How We’re Tackling Performance Bottlenecks in the Education Data Portal API
For more than five years, the Education Data Portal has been a one-stop shop for all major national datasets on schools, districts, and colleges. During this time, we’ve developed a number of tools and features to make these data increasingly accessible to a range of audiences. Recently, we’ve worked to address one of the most common pain points users have reported: the time it takes to pull large amounts of data.
This lag time typically becomes noticeable when pulling gigabytes of data, which isn’t uncommon for portal users. Pulling 10 years of K–12 student enrollment data disaggregated by grade, sex, and race, for example, requires downloading more than eight gigabytes of data from the portal. Similarly, requests for detailed data on college awards by race and sex across institutions and years can quickly grow to dozens of gigabytes or hundreds of millions of records.
Performance bottlenecks have also become more apparent as users have started using the portal in new and innovative ways — most notably, building dashboards and interactive tools to put actionable insights into the hands of stakeholders. For a researcher, waiting a couple minutes for R or Stata code to run is often acceptable; for a user looking at a dashboard, even a few seconds of latency can be a major source of frustration.
To improve API response times, we focused on three areas: caching, database, and logging optimization. By targeting these areas, we were able to reduce latency without increasing our infrastructure costs.
Caching optimization
The Education Data Portal uses a common architecture pattern for modern web applications. The API layer leverages the Django REST framework, and a Redis cache sits in front of a MySQL database to serve common requests from memory. Cached requests are returned almost instantaneously, while requests that query the database can be much slower, especially when the relevant database table isn’t well indexed for the specific set of requested filters.

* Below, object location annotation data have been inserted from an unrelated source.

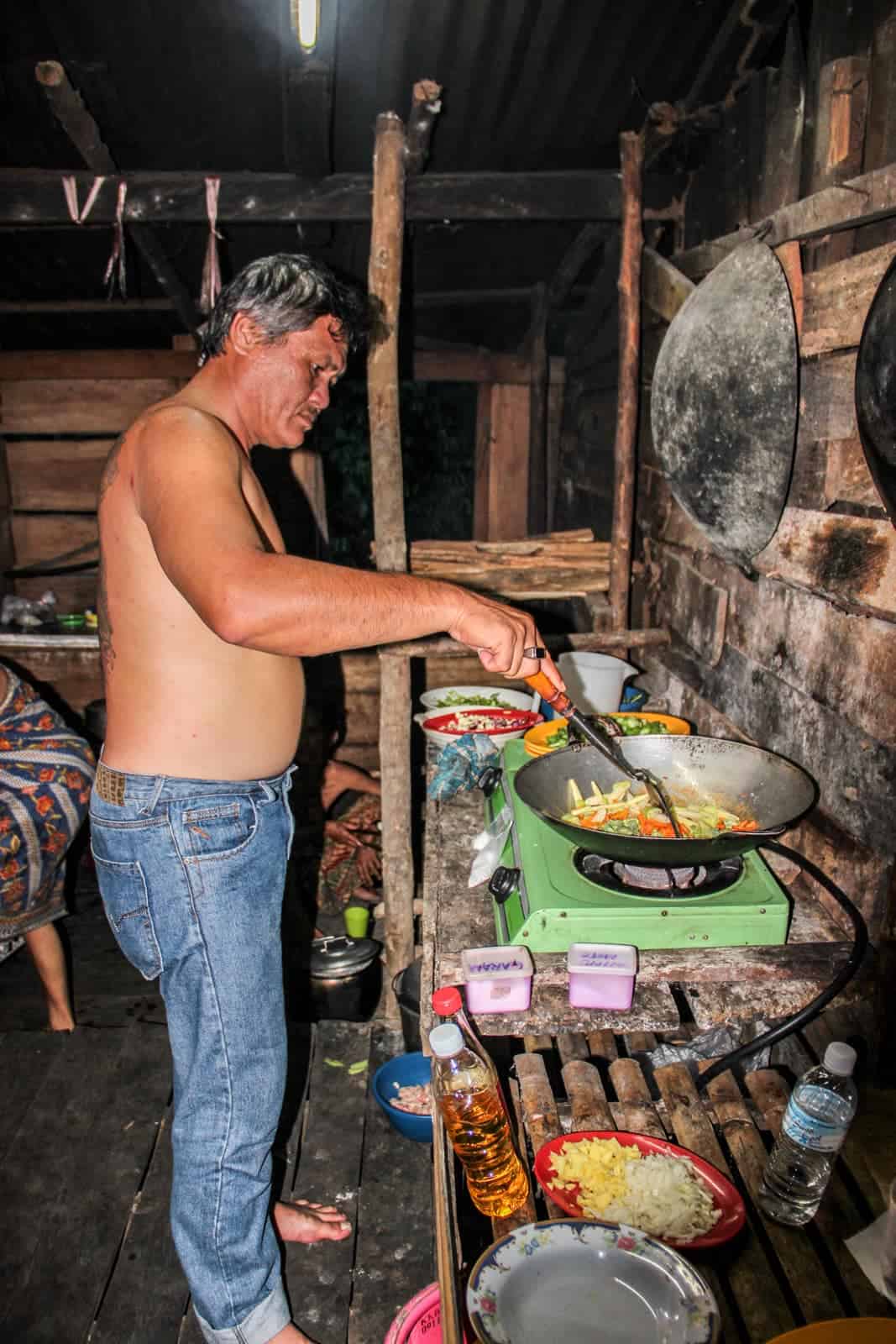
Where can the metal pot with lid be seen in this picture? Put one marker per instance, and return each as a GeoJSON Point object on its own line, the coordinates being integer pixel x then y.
{"type": "Point", "coordinates": [345, 978]}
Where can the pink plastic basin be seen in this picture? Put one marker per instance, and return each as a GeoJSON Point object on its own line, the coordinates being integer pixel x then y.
{"type": "Point", "coordinates": [419, 1321]}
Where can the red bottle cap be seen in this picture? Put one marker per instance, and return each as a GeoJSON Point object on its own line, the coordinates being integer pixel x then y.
{"type": "Point", "coordinates": [446, 1001]}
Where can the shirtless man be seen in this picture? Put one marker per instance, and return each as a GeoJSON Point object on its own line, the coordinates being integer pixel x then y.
{"type": "Point", "coordinates": [203, 624]}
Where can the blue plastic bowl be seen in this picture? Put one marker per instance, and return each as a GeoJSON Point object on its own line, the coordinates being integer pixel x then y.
{"type": "Point", "coordinates": [405, 1072]}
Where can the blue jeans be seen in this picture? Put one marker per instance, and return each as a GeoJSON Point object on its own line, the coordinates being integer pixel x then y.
{"type": "Point", "coordinates": [191, 874]}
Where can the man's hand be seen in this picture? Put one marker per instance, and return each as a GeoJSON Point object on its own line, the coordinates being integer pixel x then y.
{"type": "Point", "coordinates": [501, 635]}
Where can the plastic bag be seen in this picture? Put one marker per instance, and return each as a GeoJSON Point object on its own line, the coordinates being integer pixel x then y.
{"type": "Point", "coordinates": [490, 844]}
{"type": "Point", "coordinates": [461, 764]}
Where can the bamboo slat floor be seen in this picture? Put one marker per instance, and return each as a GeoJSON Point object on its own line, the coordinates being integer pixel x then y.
{"type": "Point", "coordinates": [768, 1278]}
{"type": "Point", "coordinates": [85, 1126]}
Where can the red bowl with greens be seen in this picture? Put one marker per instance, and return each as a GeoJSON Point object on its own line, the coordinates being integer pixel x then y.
{"type": "Point", "coordinates": [503, 725]}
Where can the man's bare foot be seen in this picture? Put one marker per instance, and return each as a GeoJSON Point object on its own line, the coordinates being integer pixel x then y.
{"type": "Point", "coordinates": [304, 1222]}
{"type": "Point", "coordinates": [60, 1019]}
{"type": "Point", "coordinates": [289, 1335]}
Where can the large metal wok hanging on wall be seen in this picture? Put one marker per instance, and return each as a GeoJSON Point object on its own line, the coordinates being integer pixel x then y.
{"type": "Point", "coordinates": [725, 402]}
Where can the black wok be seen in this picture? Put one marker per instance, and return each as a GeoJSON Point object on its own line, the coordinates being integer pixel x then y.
{"type": "Point", "coordinates": [761, 785]}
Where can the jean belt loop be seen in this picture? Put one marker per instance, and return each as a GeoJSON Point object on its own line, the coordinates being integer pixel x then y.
{"type": "Point", "coordinates": [155, 796]}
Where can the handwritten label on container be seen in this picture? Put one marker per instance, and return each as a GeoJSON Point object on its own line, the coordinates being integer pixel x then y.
{"type": "Point", "coordinates": [490, 968]}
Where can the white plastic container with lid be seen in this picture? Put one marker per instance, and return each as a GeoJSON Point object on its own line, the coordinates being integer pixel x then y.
{"type": "Point", "coordinates": [594, 680]}
{"type": "Point", "coordinates": [602, 974]}
{"type": "Point", "coordinates": [497, 979]}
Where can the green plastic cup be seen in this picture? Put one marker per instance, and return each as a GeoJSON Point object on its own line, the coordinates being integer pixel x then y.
{"type": "Point", "coordinates": [356, 920]}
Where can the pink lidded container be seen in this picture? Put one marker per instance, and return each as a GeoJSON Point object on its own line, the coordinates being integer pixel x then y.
{"type": "Point", "coordinates": [497, 979]}
{"type": "Point", "coordinates": [419, 1321]}
{"type": "Point", "coordinates": [602, 974]}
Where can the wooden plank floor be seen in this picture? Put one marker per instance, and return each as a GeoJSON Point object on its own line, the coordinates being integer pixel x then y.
{"type": "Point", "coordinates": [85, 1139]}
{"type": "Point", "coordinates": [770, 1278]}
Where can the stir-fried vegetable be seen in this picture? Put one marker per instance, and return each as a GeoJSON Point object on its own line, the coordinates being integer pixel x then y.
{"type": "Point", "coordinates": [627, 812]}
{"type": "Point", "coordinates": [631, 725]}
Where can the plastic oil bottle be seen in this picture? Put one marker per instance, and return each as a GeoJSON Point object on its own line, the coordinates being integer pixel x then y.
{"type": "Point", "coordinates": [448, 1005]}
{"type": "Point", "coordinates": [820, 1112]}
{"type": "Point", "coordinates": [465, 1092]}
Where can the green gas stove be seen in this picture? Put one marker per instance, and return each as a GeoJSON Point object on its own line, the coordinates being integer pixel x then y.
{"type": "Point", "coordinates": [547, 894]}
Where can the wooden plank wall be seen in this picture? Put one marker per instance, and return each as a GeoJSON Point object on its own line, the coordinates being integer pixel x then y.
{"type": "Point", "coordinates": [56, 432]}
{"type": "Point", "coordinates": [60, 416]}
{"type": "Point", "coordinates": [801, 658]}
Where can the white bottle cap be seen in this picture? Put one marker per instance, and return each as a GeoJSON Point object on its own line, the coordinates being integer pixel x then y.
{"type": "Point", "coordinates": [840, 1058]}
{"type": "Point", "coordinates": [446, 1039]}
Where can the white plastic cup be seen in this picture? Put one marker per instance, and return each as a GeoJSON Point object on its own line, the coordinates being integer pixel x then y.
{"type": "Point", "coordinates": [594, 680]}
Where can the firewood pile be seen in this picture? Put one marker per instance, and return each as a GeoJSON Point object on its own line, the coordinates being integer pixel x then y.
{"type": "Point", "coordinates": [555, 564]}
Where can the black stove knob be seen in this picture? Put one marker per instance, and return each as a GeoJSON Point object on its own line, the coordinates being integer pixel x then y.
{"type": "Point", "coordinates": [490, 780]}
{"type": "Point", "coordinates": [503, 884]}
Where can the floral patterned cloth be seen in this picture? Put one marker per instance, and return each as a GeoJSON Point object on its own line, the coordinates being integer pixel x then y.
{"type": "Point", "coordinates": [46, 772]}
{"type": "Point", "coordinates": [338, 875]}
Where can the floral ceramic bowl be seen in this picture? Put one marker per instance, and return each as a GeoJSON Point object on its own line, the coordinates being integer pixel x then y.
{"type": "Point", "coordinates": [589, 1281]}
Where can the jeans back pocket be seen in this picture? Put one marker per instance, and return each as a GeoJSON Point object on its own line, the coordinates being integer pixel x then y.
{"type": "Point", "coordinates": [123, 895]}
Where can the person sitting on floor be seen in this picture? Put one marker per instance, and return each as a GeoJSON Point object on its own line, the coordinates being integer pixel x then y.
{"type": "Point", "coordinates": [351, 864]}
{"type": "Point", "coordinates": [46, 772]}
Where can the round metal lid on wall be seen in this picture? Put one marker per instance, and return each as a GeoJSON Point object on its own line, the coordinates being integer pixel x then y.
{"type": "Point", "coordinates": [340, 958]}
{"type": "Point", "coordinates": [876, 389]}
{"type": "Point", "coordinates": [725, 402]}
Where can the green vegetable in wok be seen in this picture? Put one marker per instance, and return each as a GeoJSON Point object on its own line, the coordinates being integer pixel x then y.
{"type": "Point", "coordinates": [633, 726]}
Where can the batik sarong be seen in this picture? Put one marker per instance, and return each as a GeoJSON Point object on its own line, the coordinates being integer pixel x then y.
{"type": "Point", "coordinates": [46, 772]}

Django’s built-in caching middleware generates keys by hashing the requested URL. Because each key maps to a unique URL, identical responses can be stored multiple times under separate keys because of differences in URLs that don’t affect the actual data returned. The following URLs, for example, return identical information on historically Black colleges and universities in Washington, DC, but would be cached separately because the user entered their desired parameters in a different order:
· https://educationdata.urban.org/api/v1/college-university/ipeds/directory/2018/?fips=11&hbcu=1
· https://educationdata.urban.org/api/v1/college-university/ipeds/directory/2018/?hbcu=1&fips=11
Similarly, the mode parameter that identifies where API requests come from (e.g., the R or Stata packages) would cause these URLs to be cached separately despite returning identical data to the user:
· https://educationdata.urban.org/api/v1/college-university/ipeds/directory/2018
· https://educationdata.urban.org/api/v1/college-university/ipeds/directory/2018?mode=R
· https://educationdata.urban.org/api/v1/college-university/ipeds/directory/2018?mode=stata
To prevent this duplication, we created subclasses that inherit from Django’s built-in middleware classes to preprocess the requested URL before creating the key. In these subclasses, we pass the request through a simple utility function to strip the mode parameter and sort the remaining parameters. As a result, if a request with the same set of relevant query string parameters is already cached, the API will serve the request from memory, even if the order of those parameters differs or if the requests come from different modes. With this update, more than 90 percent of API requests are served from memory each month (up from around 75 percent previously) without increases to our infrastructure costs.
Database optimization
To speed up requests that query the database, we also used standard database optimization strategies. Typically, we create indexes for a database table when adding a new API endpoint to the portal by predicting how users will make requests. If we anticipate users will frequently request school enrollment data by sex and race for a particular state, for example, we would add a composite index to the relevant database table based on the sex, race, and state predicates in the SQL WHERE clause.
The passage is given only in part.